No julgamento de terça-feira, o relator do procedimento contra Deltan no TCU, Bruno Dantas, disse que o caso tratava apenas da gestão administrativa de recursos de um órgão público.
“As circunstâncias que cercam tal decisão [de pagamento de diárias a procuradores], contudo, indicam a intenção deliberada de saque aos cofres públicos para benefício privado”, disse ele.
Também afirmou que o modelo de força-tarefa adotado violou o princípio da impessoalidade e que faltou critério na escolha dos procuradores participantes.
Antes, em maio, já sob críticas dos apoiadores da Lava Jato, Dantas escreveu em rede social que “magistrado não discute com acusado”.
Em vídeo naquela postagem, o ministro afirmou que o Tribunal de Contas é um órgão colegiado, onde não existem decisões individuais, e que jamais existirá uma “medida persecutória de iniciativa de uma única pessoa”.
A reportagem procurou o Tribunal de Contas da União para que os ministros comentassem o assunto. Por meio da assessoria, os ministros disseram apenas que todos os processos mencionados foram arquivados, “mostrando a fragilidade das acusações”.

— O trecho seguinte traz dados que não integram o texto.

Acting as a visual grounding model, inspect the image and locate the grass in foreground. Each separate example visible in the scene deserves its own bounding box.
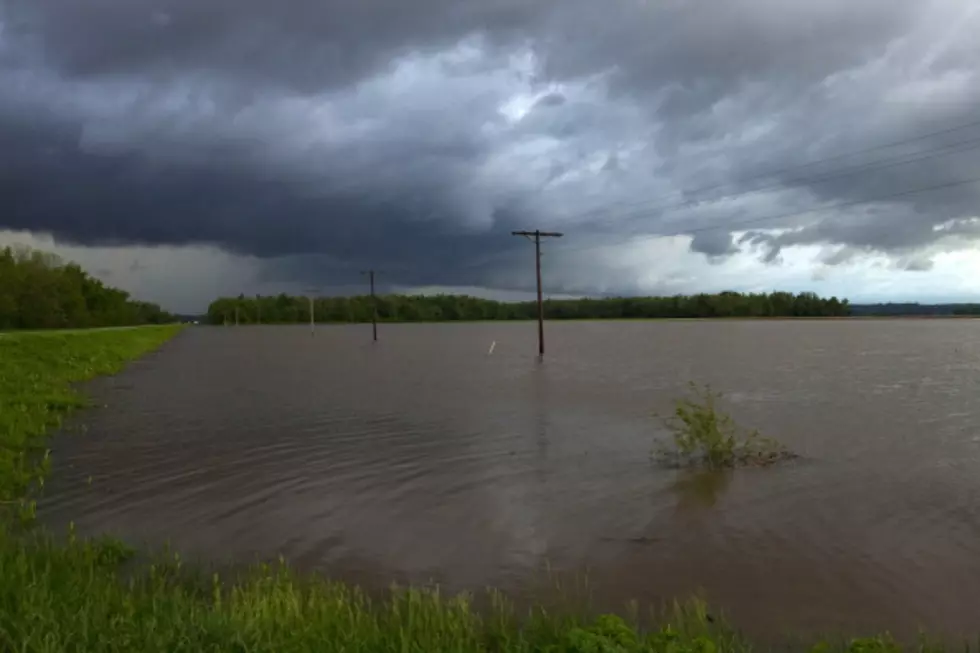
[0,327,960,653]
[654,383,796,469]
[0,530,939,653]
[0,325,181,521]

OS MINISTROS DO TCU QUE FORAM INVESTIGADOS:
Augusto Nardes
- Investigado na Operação Zelotes, que apurou esquema de corrupção no Conselho Administrativo de Recursos Fiscais (Carf). O ministro Ricardo Lewandowski, do STF, arquivou o inquérito em 2019.
- Em 2018, foi alvo de busca e apreensão da Polícia Federal, depois de ter sido citado na delação de Luiz Carlos Velloso, ex-subsecretário estadual no Rio
Antonio Anastasia
- Foi alvo de três inquéritos no Supremo em desdobramentos da Lava Jato, posteriormente arquivados. Foi citado, por exemplo, pelo ex-presidente da Odebrecht Benedito Júnior em depoimento ao TSE (Tribunal Superior Eleitoral), em 2017
- Investigação iniciada a partir de depoimento do policial federal Jayme Alves de Oliveira Filho foi arquivada em 2015. O policial entregava dinheiro a mando do doleiro Alberto Youssef.
Aroldo Cedraz
- Teve o filho, o advogado Tiago, como alvo de buscas decretadas pelo então juiz Sergio Moro em 2017. A apuração tratava de suposto recebimento de propina do advogado no exterior em um negócio da Petrobras com a americana Sargeant Marine.
- Tiago e o pai foram formalmente acusados, em 2018, de tráfico de influência pela sucessora de Rodrigo Janot no comando da Procuradoria-Geral, Raquel Dodge. O STF rejeitou a denúncia.
- No Rio, denúncia sobre a federação do comércio do estado, com menções também a Aroldo, chegou a ser recebida pelo juiz federal Marcelo Bretas, mas o Supremo anulou as decisões.